SET work_mem = '1TB';

Started by Simon Riggsover 12 years ago12 messages
#1Simon Riggs
simon@2ndQuadrant.com
1 attachment(s)

I worked up a small patch to support Terabyte setting for memory.
Which is OK, but it only works for 1TB, not for 2TB or above.

Which highlights that since we measure things in kB, we have an
inherent limit of 2047GB for our memory settings. It isn't beyond
belief we'll want to go that high, or at least won't be by end 2014
and will be annoying sometime before 2020.

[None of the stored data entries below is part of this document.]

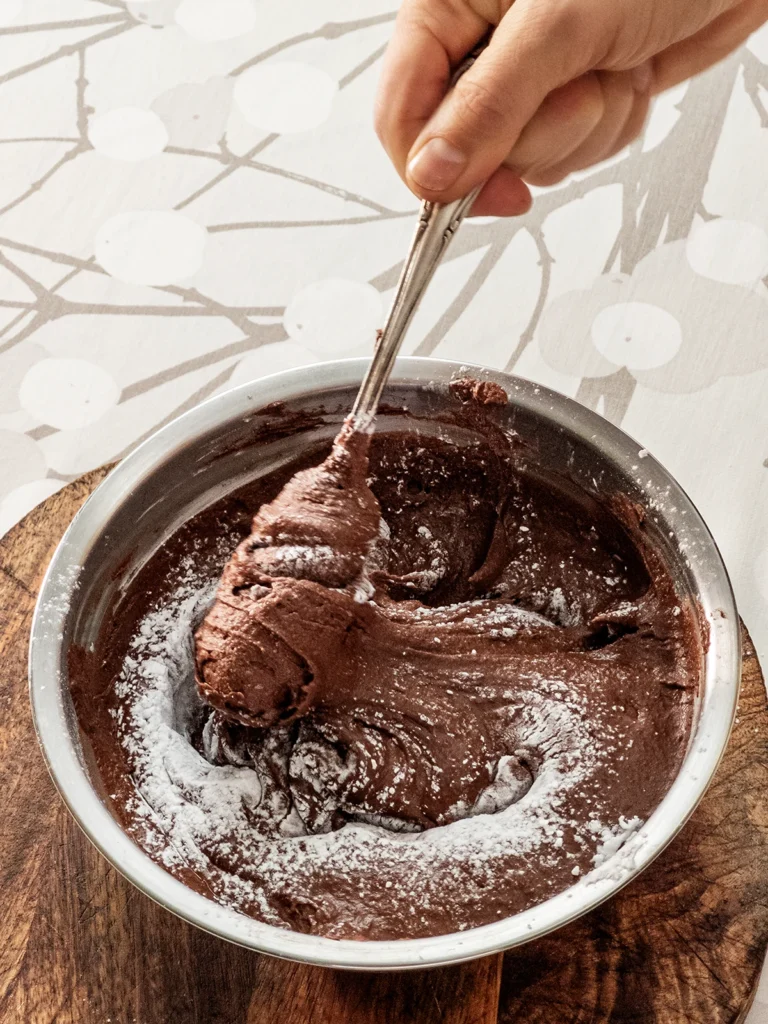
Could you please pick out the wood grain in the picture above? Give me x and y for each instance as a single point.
(80, 945)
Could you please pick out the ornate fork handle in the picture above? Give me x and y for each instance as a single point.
(436, 226)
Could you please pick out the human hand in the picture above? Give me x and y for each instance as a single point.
(562, 85)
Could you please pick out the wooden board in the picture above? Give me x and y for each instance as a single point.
(683, 944)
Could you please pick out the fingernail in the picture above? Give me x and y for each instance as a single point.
(437, 165)
(642, 77)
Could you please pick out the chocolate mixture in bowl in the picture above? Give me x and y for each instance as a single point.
(433, 687)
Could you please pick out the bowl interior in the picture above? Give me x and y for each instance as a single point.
(242, 435)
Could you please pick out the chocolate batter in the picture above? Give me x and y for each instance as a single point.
(436, 688)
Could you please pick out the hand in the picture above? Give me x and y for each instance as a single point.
(562, 85)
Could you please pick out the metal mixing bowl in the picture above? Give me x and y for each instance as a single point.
(205, 454)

Solution seems to be to support something potentially bigger than INT
for GUCs. So we can reclassify GUC_UNIT_MEMORY according to the
platform we're on.

Opinions?

--
Simon Riggs http://www.2ndQuadrant.com/
PostgreSQL Development, 24x7 Support, Training & Services

Attachments:

terabyte_work_mem.v1.patchapplication/octet-stream; name=terabyte_work_mem.v1.patchDownload
diff --git a/src/backend/utils/misc/guc.c b/src/backend/utils/misc/guc.c
index 22ba35f..843d7e1 100644
--- a/src/backend/utils/misc/guc.c
+++ b/src/backend/utils/misc/guc.c
@@ -4837,7 +4837,7 @@ parse_int(const char *value, int *result, int flags, const char **hintmsg)
 		{
 			/* Set hint for use if no match or trailing garbage */
 			if (hintmsg)
-				*hintmsg = gettext_noop("Valid units for this parameter are \"kB\", \"MB\", and \"GB\".");
+				*hintmsg = gettext_noop("Valid units for this parameter are \"kB\", \"MB\", \"GB\" and \"TB\".");
 
 #if BLCKSZ < 1024 || BLCKSZ > (1024*1024)
 #error BLCKSZ must be between 1KB and 1MB
@@ -4891,6 +4891,22 @@ parse_int(const char *value, int *result, int flags, const char **hintmsg)
 						break;
 				}
 			}
+			else if (strncmp(endptr, "TB", 2) == 0)
+			{
+				endptr += 2;
+				switch (flags & GUC_UNIT_MEMORY)
+				{
+					case GUC_UNIT_KB:
+						val *= 1024 * KB_PER_GB;
+						break;
+					case GUC_UNIT_BLOCKS:
+						val *= 1024 * KB_PER_GB / (BLCKSZ / 1024);
+						break;
+					case GUC_UNIT_XBLOCKS:
+						val *= 1024 * KB_PER_GB / (XLOG_BLCKSZ / 1024);
+						break;
+				}
+			}
 		}
 		else if (flags & GUC_UNIT_TIME)
 		{
#2Gavin Flower
GavinFlower@archidevsys.co.nz
In reply to: Simon Riggs (#1)
Re: SET work_mem = '1TB';

On 22/05/13 09:13, Simon Riggs wrote:

I worked up a small patch to support Terabyte setting for memory.
Which is OK, but it only works for 1TB, not for 2TB or above.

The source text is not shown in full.